This is the second post about the architecture of the Tankster game that is included in the Windows Azure Toolkit for Social Games. My last post mentioned that we have a goal to make the solution scale up to several hundred thousand concurrent user, but we have not yet achieved that goal. In this post I will explain why our current architecture will not scale that high and how the problem can be solved.

From my last post I explained how we use Windows Azure storage extensively. Specifically, queues to pass around messages and blobs to store user and game state. Below you will see the diagram of our storage use from the join game use case. I will refer back to this diagram and points A and B throughout this article.


So we know that we can scale out web roles and worker roles as much as we need to support demand, but the one thing we can control is Windows Azure storage. This is where our bottlenecks come in. Windows Azure storage is extremely scalable by default, but you can push it to the max and reach its limits. There is a great blog post about this topic on the Windows Azure Storage blog here that goes into detail about this topic. I will sum up the relevant parts below.

The top level of scale for Windows Azure storage is at the account level. A single Windows Azure storage account has the following scalability targets:

  • Storage Capacity: Up to 100 TBs
  • Transactions: Up to 5,000 entities/messages/blobs per second
  • Bandwidth: Up to 3 gigabits per second

Additionally, a single Windows Azure queue can handle up to 500 messages per second and a single blob can handle up to 60 megabytes per second.

With the current architecture of the game we use only a single storage account and use only a single queue per message type. This means that our current architecture is limited by these numbers. So the absolute maximum number of transactions we can handle on storage is 5,000 per second. Each user of a game is likely causing about 2-3 transactions per second. This means that our game can really only handle about 1,700 concurrent users. Obviously, this is not that impressive of a number.

So how do we fix this? The first step will be to use multiple Windows Azure storage accounts. This is a pretty easy fix. We just need to provide configuration options for additional accounts and create a simple algorithm that defines which queues, blobs, and tables are stored on each account. This alone will greatly increase our scalability targets.

The next bottleneck after we split out storage accounts will be at the Windows Azure queues (A in the diagram). Currently, each message type, i.e. join game, uses only a single queue. This means that we are limited by 500 requests per second on that queue. To handle this we will need to split out these queues into n number of queues and distribute the messages across them. This process can be handled in several ways. First, we could just define a configuration setting that tells the system how many queues to distribute each message type across. This way a developer could just set the number based on some formula that accounts for the number of users their game has. The second approach is a bit more difficult. This would be to actually expand and contract the number of queues based on the load. This is the approach we would like to take and hopefully add to the toolkit and game.

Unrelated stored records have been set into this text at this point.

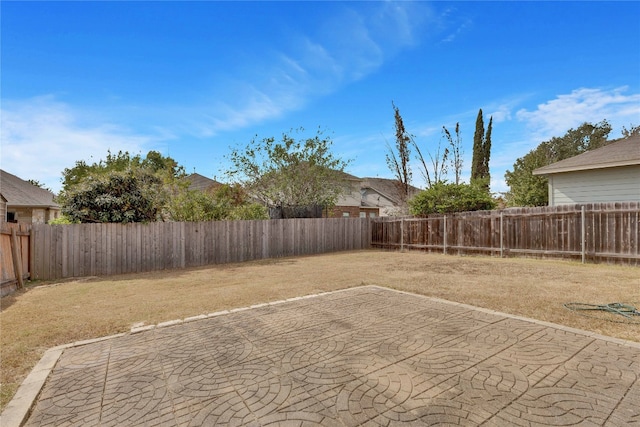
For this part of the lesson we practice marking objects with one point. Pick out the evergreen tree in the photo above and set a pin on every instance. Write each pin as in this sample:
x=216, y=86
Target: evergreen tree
x=478, y=153
x=481, y=153
x=399, y=164
x=486, y=154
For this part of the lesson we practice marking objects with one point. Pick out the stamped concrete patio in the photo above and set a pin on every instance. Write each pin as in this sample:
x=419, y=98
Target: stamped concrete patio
x=363, y=356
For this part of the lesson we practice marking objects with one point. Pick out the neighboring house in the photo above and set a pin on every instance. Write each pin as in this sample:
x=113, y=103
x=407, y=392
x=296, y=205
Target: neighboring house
x=370, y=197
x=607, y=174
x=24, y=202
x=202, y=183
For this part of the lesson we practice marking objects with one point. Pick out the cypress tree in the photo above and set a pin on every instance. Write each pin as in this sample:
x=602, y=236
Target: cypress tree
x=478, y=153
x=486, y=154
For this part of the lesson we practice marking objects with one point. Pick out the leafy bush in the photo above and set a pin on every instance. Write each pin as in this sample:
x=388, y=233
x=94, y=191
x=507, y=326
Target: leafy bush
x=115, y=197
x=61, y=220
x=449, y=198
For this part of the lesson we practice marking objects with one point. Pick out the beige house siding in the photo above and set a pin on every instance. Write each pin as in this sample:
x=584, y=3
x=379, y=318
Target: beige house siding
x=619, y=184
x=3, y=209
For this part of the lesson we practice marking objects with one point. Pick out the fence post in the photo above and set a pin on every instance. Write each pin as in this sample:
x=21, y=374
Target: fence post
x=583, y=234
x=444, y=251
x=16, y=253
x=501, y=235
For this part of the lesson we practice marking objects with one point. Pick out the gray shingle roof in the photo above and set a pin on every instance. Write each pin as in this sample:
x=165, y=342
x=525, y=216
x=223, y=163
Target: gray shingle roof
x=19, y=192
x=624, y=152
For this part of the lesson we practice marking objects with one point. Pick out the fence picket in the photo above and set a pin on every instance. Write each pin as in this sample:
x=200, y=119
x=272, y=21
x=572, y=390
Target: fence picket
x=611, y=232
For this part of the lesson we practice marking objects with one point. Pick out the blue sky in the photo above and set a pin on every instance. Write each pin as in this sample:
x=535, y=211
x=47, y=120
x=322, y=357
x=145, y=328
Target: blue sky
x=192, y=79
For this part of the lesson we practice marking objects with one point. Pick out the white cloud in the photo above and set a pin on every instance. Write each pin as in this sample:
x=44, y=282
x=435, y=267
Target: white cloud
x=557, y=116
x=40, y=137
x=347, y=47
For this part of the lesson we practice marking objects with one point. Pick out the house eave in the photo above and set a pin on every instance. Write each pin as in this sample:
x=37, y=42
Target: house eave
x=548, y=170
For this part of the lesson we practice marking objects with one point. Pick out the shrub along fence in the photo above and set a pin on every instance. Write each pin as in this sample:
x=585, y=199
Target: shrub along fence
x=77, y=250
x=607, y=232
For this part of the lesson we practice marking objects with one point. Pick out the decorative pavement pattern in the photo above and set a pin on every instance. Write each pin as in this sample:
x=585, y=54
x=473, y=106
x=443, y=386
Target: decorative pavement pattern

The next bottleneck in the game has to do with the leaderboard. We are using SQL Azure to store leaderboard data. Using SQL Azure makes it very easy to do calculations, sort, and rank this data, but it limits the scale. We could solve this problem in several ways. First, we could move this data to table storage, but we would lose some of the flexibility. The other option would be to shard our database. Currently, there is not built in support for this in SQL Azure, but the feature has been announced. For now, you would have to manually federate this data across several SQL Azure databases.

As I mentioned, this is something that we are looking into and hope to add to the toolkit and game soon. For now the game should easily handle 1000+ concurrent users without any issues. One last thing to point out, most of the scale targets for storage accounts are not strictly enforced so you may get more scale depending on your exact use. For more detail I highly recommend reading the blob post about storage account scalability.